13

彼女を連れて、百合と過ごした家に戻ってきていた。


「此処が、君の家だよ。君の名前は、イルカなんかじゃない。篠崎百合って言うんだ」


「私の事を知っているんですか?」


「良く知っているよ。何を見て笑うのかも、何を好きなのかも。君は、音楽が好きだったんだ」


そう言って、俺はピアノの前に座った。


俺は毎日、ピアノの手入れを欠かさなかった。そして、毎晩の様にピアノを弾いた。


「良く、聴いていて」


俺は『幸せの刻』を弾いた。


優しく流れる音楽。弾む曲調。此の曲に、俺は百合への想いを全て、ぶつけていく。


愛しさが満ちて、弾けていく。


イルカに百合が重なって見えて、切なさの底へと堕ちていく。百合はもう、死んだと言うのに、イルカに百合を感じていた。


愛しさが複雑に絡み合って、音楽と心が乱れていく。だけど、俺は懸命にピアノを弾いていた。イルカは黙って俺を見て、音楽を聴いていた。

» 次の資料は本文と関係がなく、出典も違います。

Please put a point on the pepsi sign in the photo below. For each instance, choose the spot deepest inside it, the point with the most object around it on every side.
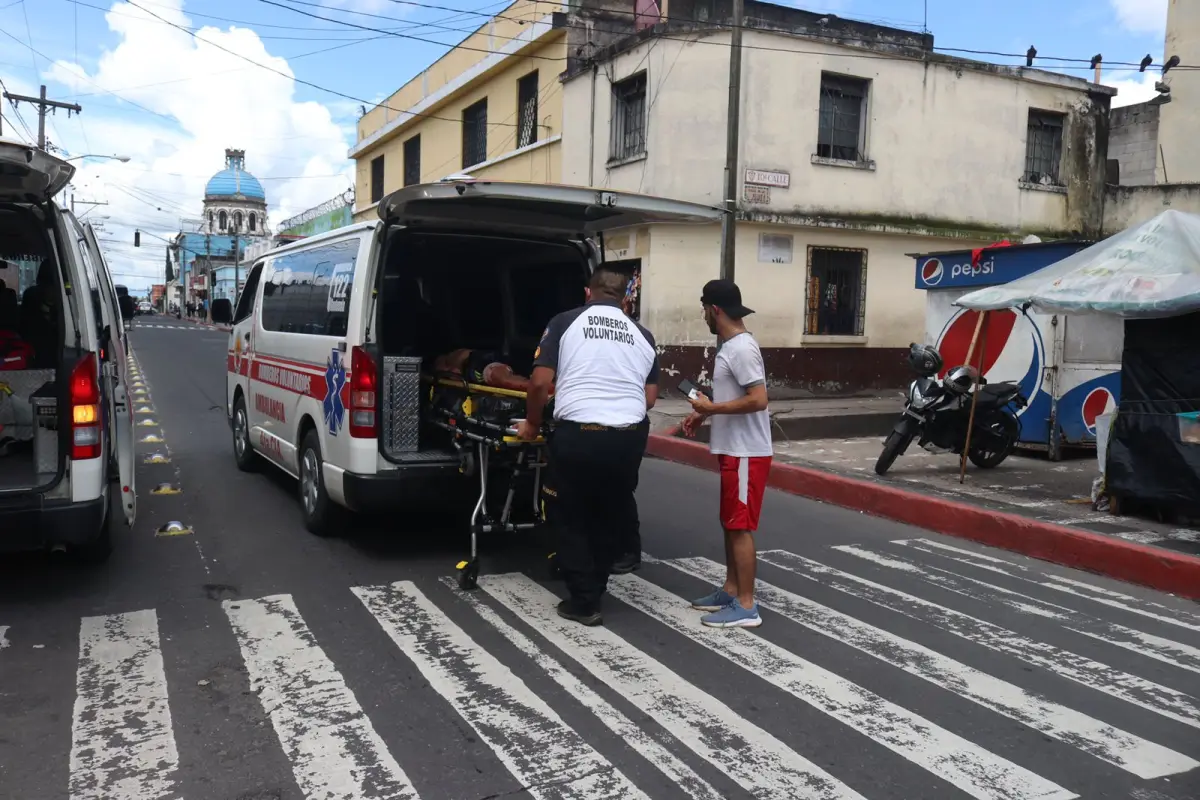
(999, 265)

次第にリズムは激しくなり、何故だか悲しみが加速していった。


イルカの目から、涙が零れていた。


だけど、其の涙が妙に温かいのだ。


俺は堪え切れなくて、泣いた。


音楽は途切れ、涙だけが止まらずに流れた。愛しさと悲しみが溢れていた。


俺達は訳も解らずに、泣き続けた。


暫くして涙が収まると、イルカが口を開いた。


「貴方と居ると、何故だか心が温かくなる。私の中の百合さんの声が、私には聞こえるんです。私は誠慈を愛している。だから、此れ以上、悲しまないで」


そう言って優しく笑う。イルカの微笑みと、初めて逢った時の百合の微笑みが重なって、気が付けば俺はイルカを抱き締めていた。


「絶対に記憶を取り戻そうな」


「うん」


イルカから、百合の匂いが溢れ出していた。懐かしい匂いだった。本当に――本当に、愛しい匂いだった。